In an article published in Mail Online, the ancient ice sheets in the Scandinavia and North America area that have long since retreated left behind some landforms for the scientists to study and learn how they have impacted the ice sheets. But the problem is that such formations were still not observed under the modern day ice sheets until now.
A team of scientists has discovered an active hydrological system below the Antarctic ice sheet. Moreover, their study detailed the discovery and they revealed that the landforms under Antarctica are five times larger of those observed in the Scandinavia and North America.
In an article published in Live Science, subglacial conduits are tunnels underneath large ice sheets that funnel meltwater forwards the ocean. Conduits become wider near the ocean. Scientists found out that these wider tunnels accumulate sediments. Additionally, sediment that builds up over millennia could create a giant sediment ridges which are about the size of the Eiffel Tower in Paris.

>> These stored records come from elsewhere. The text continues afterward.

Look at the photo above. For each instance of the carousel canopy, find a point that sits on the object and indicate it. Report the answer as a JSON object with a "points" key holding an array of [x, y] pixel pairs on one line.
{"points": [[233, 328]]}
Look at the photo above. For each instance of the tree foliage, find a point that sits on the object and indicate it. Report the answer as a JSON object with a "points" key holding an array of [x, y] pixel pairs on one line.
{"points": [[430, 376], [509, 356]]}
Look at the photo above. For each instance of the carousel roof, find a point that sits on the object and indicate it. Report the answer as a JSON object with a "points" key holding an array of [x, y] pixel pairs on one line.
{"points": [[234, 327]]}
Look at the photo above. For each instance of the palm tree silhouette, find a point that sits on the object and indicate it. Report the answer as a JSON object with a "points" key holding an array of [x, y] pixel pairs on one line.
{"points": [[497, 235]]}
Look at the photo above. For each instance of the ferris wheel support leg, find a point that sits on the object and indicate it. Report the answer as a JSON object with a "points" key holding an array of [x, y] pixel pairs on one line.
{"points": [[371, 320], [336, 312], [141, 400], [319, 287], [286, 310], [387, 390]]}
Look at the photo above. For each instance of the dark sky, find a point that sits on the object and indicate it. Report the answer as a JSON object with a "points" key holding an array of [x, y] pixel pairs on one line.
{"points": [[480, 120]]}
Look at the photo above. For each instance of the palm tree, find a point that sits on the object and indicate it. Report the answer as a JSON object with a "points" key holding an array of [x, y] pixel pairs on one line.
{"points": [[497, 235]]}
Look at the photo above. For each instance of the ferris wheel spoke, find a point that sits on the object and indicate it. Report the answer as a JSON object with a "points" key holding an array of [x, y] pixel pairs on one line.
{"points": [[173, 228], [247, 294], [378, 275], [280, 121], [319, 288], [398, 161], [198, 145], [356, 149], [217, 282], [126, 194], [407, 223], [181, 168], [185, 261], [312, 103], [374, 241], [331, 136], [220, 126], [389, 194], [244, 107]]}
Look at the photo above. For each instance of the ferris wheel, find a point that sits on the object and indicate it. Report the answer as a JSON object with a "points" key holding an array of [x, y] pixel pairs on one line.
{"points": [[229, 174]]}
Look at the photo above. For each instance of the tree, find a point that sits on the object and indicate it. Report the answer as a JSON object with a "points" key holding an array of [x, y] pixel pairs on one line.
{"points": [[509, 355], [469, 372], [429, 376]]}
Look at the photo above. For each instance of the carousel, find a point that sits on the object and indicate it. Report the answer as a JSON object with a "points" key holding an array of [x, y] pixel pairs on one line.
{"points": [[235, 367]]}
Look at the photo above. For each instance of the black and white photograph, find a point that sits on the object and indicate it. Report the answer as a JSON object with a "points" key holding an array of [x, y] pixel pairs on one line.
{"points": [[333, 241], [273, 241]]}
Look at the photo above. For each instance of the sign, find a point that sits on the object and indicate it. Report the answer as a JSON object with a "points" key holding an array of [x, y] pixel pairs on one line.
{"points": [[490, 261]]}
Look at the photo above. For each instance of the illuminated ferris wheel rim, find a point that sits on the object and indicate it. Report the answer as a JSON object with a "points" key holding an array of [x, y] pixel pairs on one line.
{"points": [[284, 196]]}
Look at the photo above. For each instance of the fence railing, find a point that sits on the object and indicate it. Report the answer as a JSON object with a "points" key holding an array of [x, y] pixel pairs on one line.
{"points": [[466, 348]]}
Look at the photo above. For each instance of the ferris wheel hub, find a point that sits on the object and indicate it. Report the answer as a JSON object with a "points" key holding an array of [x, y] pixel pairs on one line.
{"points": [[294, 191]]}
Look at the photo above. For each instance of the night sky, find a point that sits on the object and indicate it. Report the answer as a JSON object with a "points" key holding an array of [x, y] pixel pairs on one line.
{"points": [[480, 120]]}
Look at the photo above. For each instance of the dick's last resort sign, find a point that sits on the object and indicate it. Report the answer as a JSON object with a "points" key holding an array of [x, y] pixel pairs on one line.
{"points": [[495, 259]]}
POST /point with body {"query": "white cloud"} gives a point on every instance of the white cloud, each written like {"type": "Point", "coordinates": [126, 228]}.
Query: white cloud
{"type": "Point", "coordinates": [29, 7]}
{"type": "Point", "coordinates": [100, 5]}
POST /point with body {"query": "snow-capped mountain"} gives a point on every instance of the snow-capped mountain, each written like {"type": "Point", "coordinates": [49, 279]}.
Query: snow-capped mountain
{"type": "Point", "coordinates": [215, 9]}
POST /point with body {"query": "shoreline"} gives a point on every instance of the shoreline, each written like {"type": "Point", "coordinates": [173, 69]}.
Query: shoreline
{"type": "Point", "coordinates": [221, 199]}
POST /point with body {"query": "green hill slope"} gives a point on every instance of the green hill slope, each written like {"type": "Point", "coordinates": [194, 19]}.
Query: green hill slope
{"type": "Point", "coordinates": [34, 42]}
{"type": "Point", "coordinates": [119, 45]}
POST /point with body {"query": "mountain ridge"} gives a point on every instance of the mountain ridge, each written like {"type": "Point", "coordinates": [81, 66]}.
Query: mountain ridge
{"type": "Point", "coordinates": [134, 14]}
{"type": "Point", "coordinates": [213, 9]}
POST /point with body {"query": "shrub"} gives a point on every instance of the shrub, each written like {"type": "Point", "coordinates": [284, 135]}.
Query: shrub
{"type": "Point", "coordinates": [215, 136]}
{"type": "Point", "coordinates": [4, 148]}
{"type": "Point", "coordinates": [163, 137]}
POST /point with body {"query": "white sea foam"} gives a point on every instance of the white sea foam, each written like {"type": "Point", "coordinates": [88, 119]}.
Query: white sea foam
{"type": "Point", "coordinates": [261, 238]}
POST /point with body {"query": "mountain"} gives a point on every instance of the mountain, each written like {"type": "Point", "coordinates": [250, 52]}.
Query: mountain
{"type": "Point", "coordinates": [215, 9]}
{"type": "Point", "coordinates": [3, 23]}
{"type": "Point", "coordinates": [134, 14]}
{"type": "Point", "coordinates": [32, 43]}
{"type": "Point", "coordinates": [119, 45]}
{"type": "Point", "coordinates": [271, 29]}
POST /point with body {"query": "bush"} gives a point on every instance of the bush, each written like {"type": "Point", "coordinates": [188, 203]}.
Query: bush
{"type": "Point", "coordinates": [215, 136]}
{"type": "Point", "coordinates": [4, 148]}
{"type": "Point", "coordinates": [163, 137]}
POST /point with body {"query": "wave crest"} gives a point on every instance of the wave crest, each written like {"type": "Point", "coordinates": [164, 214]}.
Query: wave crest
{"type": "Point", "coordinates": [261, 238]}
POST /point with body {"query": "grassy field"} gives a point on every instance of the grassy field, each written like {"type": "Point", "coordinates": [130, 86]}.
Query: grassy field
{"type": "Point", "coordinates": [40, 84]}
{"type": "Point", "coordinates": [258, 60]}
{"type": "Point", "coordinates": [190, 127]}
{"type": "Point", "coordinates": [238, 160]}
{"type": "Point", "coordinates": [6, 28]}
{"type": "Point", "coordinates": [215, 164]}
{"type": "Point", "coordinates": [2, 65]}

The researchers used a satellite data and ice-penetrating radar to find the evidence of sediment ridges cutting into the Antarctic ice sheets. These cuts from below would leave deep scars that would weaken the ice. Moreover, these scars will form ice-shelf channels that are up to half as thing as an uncut ice that would be more susceptible to melting from the warmer ocean. Previously, the researchers and other scientists had an initial idea that the ice-shelf channels were carved as ice melts from the warmer ocean waters.
Study's lead author Reinhard Drews said that their new study shows that ice-shelf channels can already be initiated on land. In addition, the size of the channels in the ice sheets depends on sedimentation process occurring over hundred to thousands year.